Di Virgilio, Aldo (2005), ‘Il sindaco elettivo: un decennio di esperienze in Italia’, in Maurizio Caciagli e Aldo Di Virgilio (a cura di), Eleggere il sindaco: la nuova democrazia locale in Italia e in Europa, Torino, UTET, pp. 5-22.

Duverger, Maurice, (1996), ‘Les monarchies républicaines’, Pouvoirs, revue française d’études constitutionnelles et politiques, 78, Paris, Éditions du Seuil, pp. 107–120.

Fabbrini, Sergio, (2001), ‘Features and implications of semi-parliamentarism: the direct election of Italian mayors’, South European society and politics, 6(2), pp. 47-70.

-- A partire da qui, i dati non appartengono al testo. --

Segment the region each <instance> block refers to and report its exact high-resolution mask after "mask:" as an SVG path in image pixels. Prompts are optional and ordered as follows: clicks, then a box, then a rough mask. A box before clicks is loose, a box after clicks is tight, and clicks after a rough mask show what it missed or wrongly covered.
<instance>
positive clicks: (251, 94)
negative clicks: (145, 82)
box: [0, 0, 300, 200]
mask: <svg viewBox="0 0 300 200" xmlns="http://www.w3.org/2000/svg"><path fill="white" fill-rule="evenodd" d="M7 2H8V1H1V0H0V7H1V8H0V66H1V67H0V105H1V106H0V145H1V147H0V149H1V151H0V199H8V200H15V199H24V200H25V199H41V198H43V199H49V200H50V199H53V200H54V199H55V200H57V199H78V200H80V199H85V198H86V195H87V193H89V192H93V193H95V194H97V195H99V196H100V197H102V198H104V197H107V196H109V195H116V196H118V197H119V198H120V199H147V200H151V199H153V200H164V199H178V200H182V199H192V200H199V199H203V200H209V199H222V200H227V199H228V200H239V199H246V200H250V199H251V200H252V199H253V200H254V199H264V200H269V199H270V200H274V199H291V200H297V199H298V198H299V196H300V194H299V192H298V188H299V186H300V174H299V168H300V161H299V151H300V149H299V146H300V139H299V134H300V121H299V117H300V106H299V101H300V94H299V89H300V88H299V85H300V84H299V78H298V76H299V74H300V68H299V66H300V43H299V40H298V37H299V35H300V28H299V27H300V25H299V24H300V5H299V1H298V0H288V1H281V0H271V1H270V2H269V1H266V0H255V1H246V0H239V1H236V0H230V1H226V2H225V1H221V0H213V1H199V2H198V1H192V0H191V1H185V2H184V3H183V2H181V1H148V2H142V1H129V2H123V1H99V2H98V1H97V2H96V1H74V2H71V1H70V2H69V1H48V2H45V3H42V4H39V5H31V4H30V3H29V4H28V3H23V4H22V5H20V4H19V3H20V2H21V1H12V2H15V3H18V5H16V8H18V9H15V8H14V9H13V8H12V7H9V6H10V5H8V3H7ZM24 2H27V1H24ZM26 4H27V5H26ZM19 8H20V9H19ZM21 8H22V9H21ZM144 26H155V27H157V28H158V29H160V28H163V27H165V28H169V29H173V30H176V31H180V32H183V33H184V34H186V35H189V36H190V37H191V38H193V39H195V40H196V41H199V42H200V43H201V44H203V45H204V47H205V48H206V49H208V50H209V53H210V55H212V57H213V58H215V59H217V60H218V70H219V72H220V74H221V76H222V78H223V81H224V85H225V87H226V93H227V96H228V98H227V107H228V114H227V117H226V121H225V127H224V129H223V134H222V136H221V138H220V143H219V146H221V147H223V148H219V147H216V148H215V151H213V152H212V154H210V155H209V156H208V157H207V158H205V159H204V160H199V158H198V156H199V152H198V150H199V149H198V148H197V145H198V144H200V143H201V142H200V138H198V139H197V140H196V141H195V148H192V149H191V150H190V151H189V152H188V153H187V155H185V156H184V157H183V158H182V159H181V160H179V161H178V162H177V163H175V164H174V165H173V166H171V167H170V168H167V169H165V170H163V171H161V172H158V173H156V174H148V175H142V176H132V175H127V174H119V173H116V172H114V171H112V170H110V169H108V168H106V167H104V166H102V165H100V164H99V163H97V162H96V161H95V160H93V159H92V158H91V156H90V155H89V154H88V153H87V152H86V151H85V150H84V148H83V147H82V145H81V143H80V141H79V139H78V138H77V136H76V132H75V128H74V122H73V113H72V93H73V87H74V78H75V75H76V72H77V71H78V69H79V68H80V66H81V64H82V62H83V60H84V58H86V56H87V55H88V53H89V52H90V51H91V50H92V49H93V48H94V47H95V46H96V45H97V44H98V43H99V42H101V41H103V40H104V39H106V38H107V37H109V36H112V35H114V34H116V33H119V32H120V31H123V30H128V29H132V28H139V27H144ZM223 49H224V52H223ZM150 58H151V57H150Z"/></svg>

Paparo, Aldo (2015a), ‘In Trentino il centrosinistra tiene, ma perde ancora a Pergine ed è sotto scacco a Rovereto’, in Aldo Paparo e Matteo Cataldi (a cura di), Dopo la luna di miele: Le elezioni comunali e regionali fra autunno 2014 e primavera 2015, Dossier CISE(7), Roma, Centro Italiano Studi Elettorali, pp. 99-105.

Paparo, Aldo (2015b), ‘A Bressanone vince il Svp, al ballottaggio gli altri comuni in Alto Adige’, in Aldo Paparo e Matteo Cataldi (a cura di), Dopo la luna di miele: Le elezioni comunali e regionali fra autunno 2014 e primavera 2015, Dossier CISE(7), Roma, Centro Italiano Studi Elettorali, pp. 91-98.


[1] Rossi e Kompatscher sono dunque stati Presidente del Trentino-Alto Adige, nelle due metà legislatura. Il primo fino al 15 giugno 2016, il secondo dopo tale data.